Cosmogenic nuclide analyses of larger numbers of detrital grains potentially permit the determination of the probable range of erosion rates in the source area basin with higher confidence. Thus, if sediment source drainage basin area is known, it should in principle be possible to use cosmogenic nuclide concentrations in detrital grains to determine the range of erosion rates responsible for the production of that sediment, complementing the more 'traditional' sedimentological tools for analysis of source area and sediment transport.

Associated References

Bierman, P.R., and Nichols, K.K., (2004). Rock to sediment - slope to sea with 10Be - rates of landscape change. Annual Review of Earth and Planetary Sciences. v. 32, doi: 10.1146/annurev.earth.32.101802.120539, p. 215-255.

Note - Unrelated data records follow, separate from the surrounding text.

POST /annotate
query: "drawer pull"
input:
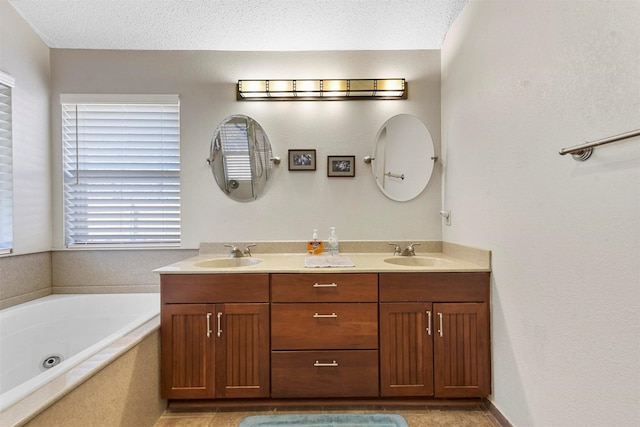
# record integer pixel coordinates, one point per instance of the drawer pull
(323, 316)
(319, 364)
(325, 285)
(208, 325)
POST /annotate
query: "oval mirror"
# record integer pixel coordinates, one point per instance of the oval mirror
(403, 157)
(241, 158)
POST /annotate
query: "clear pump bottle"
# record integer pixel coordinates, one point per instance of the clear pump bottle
(333, 242)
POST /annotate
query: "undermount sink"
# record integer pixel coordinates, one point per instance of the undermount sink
(228, 262)
(417, 261)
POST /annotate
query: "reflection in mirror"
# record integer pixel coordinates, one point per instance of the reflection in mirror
(403, 157)
(241, 158)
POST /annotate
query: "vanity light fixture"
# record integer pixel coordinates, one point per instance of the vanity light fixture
(310, 90)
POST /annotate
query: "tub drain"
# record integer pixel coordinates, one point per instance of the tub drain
(51, 361)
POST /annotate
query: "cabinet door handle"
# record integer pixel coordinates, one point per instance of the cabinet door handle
(208, 325)
(321, 316)
(325, 285)
(319, 364)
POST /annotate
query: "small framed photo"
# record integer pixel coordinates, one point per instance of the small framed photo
(302, 160)
(341, 166)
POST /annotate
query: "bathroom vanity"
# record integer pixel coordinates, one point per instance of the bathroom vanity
(277, 330)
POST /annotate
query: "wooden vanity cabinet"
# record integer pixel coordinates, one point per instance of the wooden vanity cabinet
(324, 335)
(434, 334)
(214, 336)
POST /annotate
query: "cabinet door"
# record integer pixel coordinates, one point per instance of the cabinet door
(242, 358)
(406, 349)
(462, 365)
(188, 347)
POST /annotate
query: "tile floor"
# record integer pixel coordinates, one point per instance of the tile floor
(416, 417)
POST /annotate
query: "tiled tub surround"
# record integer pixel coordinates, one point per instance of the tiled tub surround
(102, 385)
(24, 278)
(82, 271)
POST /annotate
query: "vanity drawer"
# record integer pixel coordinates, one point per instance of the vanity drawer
(324, 287)
(435, 287)
(347, 373)
(324, 326)
(213, 288)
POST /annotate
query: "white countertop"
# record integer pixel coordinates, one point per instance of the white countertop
(367, 262)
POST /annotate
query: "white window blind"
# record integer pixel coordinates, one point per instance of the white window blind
(234, 138)
(6, 165)
(121, 170)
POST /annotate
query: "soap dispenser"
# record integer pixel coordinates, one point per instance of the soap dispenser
(314, 246)
(333, 242)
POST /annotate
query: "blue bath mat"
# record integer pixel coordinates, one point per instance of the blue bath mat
(325, 420)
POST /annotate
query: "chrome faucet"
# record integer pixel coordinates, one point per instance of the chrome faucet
(408, 251)
(396, 249)
(236, 252)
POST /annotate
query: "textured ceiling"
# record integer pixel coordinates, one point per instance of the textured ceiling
(241, 25)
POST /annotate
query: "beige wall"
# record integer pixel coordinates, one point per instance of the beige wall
(26, 58)
(296, 202)
(521, 80)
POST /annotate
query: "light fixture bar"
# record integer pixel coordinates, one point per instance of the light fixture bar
(315, 90)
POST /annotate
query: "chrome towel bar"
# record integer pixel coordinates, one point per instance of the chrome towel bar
(583, 152)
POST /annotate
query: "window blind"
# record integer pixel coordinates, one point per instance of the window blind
(234, 136)
(6, 165)
(121, 172)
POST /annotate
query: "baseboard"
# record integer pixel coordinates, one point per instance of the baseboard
(502, 420)
(373, 403)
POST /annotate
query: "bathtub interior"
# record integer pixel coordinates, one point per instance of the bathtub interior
(42, 339)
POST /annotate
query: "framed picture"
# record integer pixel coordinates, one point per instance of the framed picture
(302, 160)
(341, 166)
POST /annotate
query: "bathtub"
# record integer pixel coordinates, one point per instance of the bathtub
(43, 339)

Bishop, P., (2007). Long-term landscape evolution: linking tectonics and surface processes. Earth Surface Processes and Landforms. v. 32, doi: 10.1002/esp.1493, p. 329-365.

Codilean, A.T., Bishop, P., Hoey, T.B., Stuart, F.M., and Fabel, D., (2010). Cosmogenic 21Ne analysis of individual detrital grains: Opportunities and limitations. Earth Surface Processes and Landforms. v. 35, (in press).

Codilean, A.T., Bishop, P., Stuart, F.M., Hoey, T.B., Fabel, D., and Freeman, S.P.H.T., (2008). Single-grain cosmogenic 21Ne concentrations in fluvial sediments reveal spatially variable erosion rates. Geology. v. 36, doi: 10.1130/g24360a.1, p. 159-162.

Gayer, E, Mukhopadhyay, S, Meade, B.J., (2008). Spatial variability of erosion rates inferred from the frequency distribution of cosmogenic 3He in olivines from Hawaiian river sediments. Earth and Planetary Science Letters. v. 266, doi: 10.1016/j.epsl.2007.11.019, p. 303-315.

Molnar, P., and England, P., (1990). Late Cenozoic uplift of mountain ranges and global climate change: chicken or egg? Nature. v. 346, doi: 10.1038/346029a0, p. 29-34.

Raymo, M.E., and Ruddiman, W.F., (1992). Tectonic forcing of late Cenozoic climate. Nature. v. 359, doi: 10.1038/359117a0, p. 117-122.